The postmodern aspect of this novel I feel is based on the history that is being told. Postmodern fiction is still strongly invested in history, but more importantly in revising the sense of what history means and can accomplish. This novel Beloved is showing the African American deep cultural memory, of keeping the past alive in order to construct a better future. African American tradition of social protest, and presence, and the resurrection of authentic history, seem to make the novel the root of postmodern fiction. With this novel Morrison acknowledges that history is always fictional but the recording of African American history is to help heal the readers. Beloved reminds us that history in not "over" for African Americans, who are still struggling to write the genealogies of their people and to keep a historical consciousness alive. One example of the historical reminders is the appearance of the newspaper clipping focusing on the dominant culture's process of historical documentation. The next example would be the apocalypse of the American national history rendering of the Civil War, as a minor inconsequential event in the lives of the former slaves. Beloved attempts to redefine history more as a jumble of personal as well as publicity recorded triumphs and tragedies.

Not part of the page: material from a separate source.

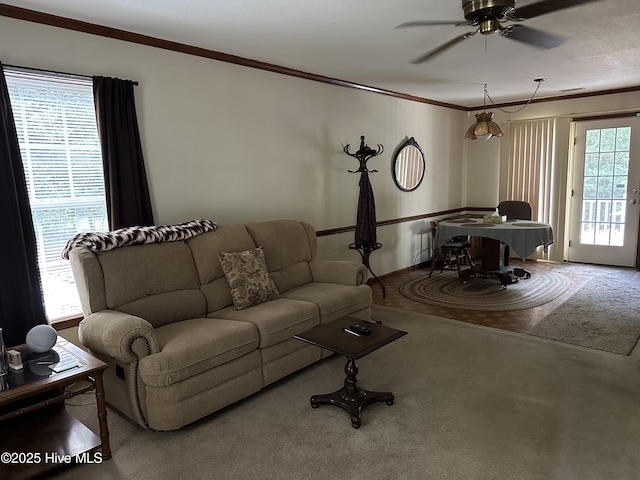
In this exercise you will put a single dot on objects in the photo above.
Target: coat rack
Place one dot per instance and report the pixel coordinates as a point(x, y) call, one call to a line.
point(366, 241)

"Morrison's commitment to historical remembering arises from her concern about the ignorance of and even contempt for the past that she sees in both contemporary African American and postmodern culture." .
I saw the plot of the novel as being the parallel dialectic the maid's struggle between remembering and forgetting the past. Beloved is a novel about the traumas and healing powers of memory, or "rememory" as Sethe calls it. Sethe worked hard to remember as close to nothing was safe. Unfortunately her brain betrayed her offering her memories of the beauty of Sweet home rather than of her children. Painfully aware that she lacks control of her memory, Sethe also attempts to repress, serious work of beating back the past.